Tiap daerah, lingkungan, atau budaya punya istilah yang terdengar unik bagi daerah, lingkungan, atau budaya yang lain. Sebagai “anak daerah” yang pindah ke ibukota, saya mendapati istilah-istilah khas Jakarta (dan sekitarnya?), yang tidak saya dapati di Semarang, kota asal saya.
Salah satu istilah khas yang bagi saya unik adalah istilah “tidak nyata” untuk menyebut pulpen yang tidak keluar tintanya sehingga tidak bisa digunakan untuk menulis atau menggambar.
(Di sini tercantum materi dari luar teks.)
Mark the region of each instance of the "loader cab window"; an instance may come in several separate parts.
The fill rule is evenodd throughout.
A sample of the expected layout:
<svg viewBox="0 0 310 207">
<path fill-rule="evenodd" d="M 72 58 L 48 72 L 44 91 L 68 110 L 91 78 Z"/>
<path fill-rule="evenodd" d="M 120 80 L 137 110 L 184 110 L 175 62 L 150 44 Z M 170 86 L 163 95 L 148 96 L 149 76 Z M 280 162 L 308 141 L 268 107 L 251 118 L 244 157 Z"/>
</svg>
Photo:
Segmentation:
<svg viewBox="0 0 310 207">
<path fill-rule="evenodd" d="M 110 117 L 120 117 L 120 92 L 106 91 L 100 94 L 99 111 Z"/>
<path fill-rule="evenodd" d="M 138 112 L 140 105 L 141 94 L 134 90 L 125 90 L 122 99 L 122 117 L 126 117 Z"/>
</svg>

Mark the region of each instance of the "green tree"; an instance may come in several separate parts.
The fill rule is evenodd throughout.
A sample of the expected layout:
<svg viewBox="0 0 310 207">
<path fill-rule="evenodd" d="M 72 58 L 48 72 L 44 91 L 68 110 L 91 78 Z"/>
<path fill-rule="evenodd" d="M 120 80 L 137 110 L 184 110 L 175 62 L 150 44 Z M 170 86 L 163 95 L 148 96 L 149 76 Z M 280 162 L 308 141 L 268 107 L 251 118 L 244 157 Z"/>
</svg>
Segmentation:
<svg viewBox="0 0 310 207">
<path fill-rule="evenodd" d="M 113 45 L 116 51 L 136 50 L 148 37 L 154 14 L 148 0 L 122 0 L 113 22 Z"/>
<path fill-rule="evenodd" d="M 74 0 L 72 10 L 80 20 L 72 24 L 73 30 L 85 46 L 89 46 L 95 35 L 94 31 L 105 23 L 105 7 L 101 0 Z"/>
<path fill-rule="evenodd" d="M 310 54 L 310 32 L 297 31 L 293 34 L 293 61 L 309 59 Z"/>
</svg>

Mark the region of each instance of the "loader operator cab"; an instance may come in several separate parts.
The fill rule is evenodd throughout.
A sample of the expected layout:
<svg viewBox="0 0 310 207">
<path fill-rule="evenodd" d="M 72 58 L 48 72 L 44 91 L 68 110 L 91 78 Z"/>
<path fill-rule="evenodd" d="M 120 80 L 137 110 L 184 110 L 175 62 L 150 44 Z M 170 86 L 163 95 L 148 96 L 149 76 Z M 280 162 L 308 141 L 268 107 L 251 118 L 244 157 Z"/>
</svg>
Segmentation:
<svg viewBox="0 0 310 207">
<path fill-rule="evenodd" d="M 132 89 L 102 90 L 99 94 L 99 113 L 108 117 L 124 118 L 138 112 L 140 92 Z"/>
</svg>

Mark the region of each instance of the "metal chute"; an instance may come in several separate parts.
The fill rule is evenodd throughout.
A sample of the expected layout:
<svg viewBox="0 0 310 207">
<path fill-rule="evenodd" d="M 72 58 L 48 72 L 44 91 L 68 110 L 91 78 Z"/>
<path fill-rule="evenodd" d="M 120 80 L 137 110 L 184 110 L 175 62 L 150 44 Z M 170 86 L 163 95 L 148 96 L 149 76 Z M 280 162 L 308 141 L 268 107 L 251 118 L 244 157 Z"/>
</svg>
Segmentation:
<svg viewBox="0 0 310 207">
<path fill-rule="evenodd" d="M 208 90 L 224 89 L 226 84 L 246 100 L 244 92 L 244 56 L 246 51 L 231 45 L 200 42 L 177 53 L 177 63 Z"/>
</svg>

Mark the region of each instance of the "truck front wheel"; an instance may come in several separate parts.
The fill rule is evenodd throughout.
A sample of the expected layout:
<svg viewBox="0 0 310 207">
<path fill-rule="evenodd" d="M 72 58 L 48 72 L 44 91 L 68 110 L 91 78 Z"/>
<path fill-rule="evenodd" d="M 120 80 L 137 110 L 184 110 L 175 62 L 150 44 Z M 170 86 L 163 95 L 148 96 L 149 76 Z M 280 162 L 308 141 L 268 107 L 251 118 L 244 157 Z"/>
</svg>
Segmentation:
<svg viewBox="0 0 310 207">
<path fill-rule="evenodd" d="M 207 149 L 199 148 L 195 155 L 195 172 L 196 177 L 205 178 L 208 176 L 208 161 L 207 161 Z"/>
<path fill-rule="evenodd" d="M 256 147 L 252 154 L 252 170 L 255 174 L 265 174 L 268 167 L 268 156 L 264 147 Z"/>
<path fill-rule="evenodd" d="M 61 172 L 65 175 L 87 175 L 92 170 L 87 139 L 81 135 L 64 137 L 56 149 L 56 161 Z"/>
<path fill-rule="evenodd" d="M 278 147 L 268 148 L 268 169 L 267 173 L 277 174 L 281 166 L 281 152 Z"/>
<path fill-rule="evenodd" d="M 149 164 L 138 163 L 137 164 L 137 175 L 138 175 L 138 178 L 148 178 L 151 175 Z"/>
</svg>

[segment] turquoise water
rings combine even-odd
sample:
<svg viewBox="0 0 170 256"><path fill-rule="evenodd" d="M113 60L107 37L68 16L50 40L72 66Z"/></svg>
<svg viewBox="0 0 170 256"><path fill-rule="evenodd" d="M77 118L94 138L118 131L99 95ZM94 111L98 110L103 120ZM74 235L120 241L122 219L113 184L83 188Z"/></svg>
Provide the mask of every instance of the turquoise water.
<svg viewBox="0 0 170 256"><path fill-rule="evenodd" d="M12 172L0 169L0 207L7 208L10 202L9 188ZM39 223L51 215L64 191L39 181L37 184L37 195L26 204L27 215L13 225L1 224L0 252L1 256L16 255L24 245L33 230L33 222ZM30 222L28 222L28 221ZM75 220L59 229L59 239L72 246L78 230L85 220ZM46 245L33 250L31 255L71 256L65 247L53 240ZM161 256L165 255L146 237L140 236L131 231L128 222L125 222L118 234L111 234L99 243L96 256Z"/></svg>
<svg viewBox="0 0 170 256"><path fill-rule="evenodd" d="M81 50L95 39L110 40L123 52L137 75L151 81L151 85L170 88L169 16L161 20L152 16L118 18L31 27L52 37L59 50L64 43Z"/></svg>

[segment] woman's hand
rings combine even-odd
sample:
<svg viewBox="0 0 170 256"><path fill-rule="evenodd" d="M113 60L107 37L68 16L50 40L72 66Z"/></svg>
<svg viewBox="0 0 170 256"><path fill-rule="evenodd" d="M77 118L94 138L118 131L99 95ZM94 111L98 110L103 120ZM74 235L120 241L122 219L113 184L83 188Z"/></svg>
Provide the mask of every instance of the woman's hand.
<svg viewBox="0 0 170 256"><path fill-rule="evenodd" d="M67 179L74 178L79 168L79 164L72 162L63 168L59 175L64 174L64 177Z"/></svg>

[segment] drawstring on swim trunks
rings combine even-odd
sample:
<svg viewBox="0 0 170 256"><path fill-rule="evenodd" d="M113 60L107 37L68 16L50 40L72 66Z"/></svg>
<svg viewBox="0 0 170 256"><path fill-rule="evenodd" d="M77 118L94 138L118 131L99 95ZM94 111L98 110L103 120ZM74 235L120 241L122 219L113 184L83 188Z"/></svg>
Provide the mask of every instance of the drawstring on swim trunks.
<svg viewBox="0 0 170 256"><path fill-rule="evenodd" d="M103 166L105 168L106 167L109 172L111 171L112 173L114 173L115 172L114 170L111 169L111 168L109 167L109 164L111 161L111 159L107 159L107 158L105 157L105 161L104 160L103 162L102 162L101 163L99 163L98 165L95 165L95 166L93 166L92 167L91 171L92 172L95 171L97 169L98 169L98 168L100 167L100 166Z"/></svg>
Di Semarang, kami cuma menyebutnya dengan istilah “macet”, karena memang demikianlah faktanya bukan? (saluran) Tintanya macet, sehingga tidak ada yang keluar. Itu sebabnya, saya suka meledek teman-teman yang memakai istilah TIDAK NYATA sewaktu kesulitan menulis karena pulpen mereka MACET.
Tapi kalau dipikir-pikir, istilah “tidak nyata” ini mungkin meluap dari kekecewaan, karena pulpennya ada, namun kinerjanya (baca: tintanya) tidak nyata. Ada, tapi tidak nyata. Dan, ketika saya merefleksikan hal ini lebih mendalam, saya jadi bertanya kepada diri sendiri, “Jangan-jangan, saya juga tidak nyata bagi keluarga dan teman-teman saya? Saya hanya ada, tapi tidak berfungsi sebagaimana mestinya. Tidak nyata.”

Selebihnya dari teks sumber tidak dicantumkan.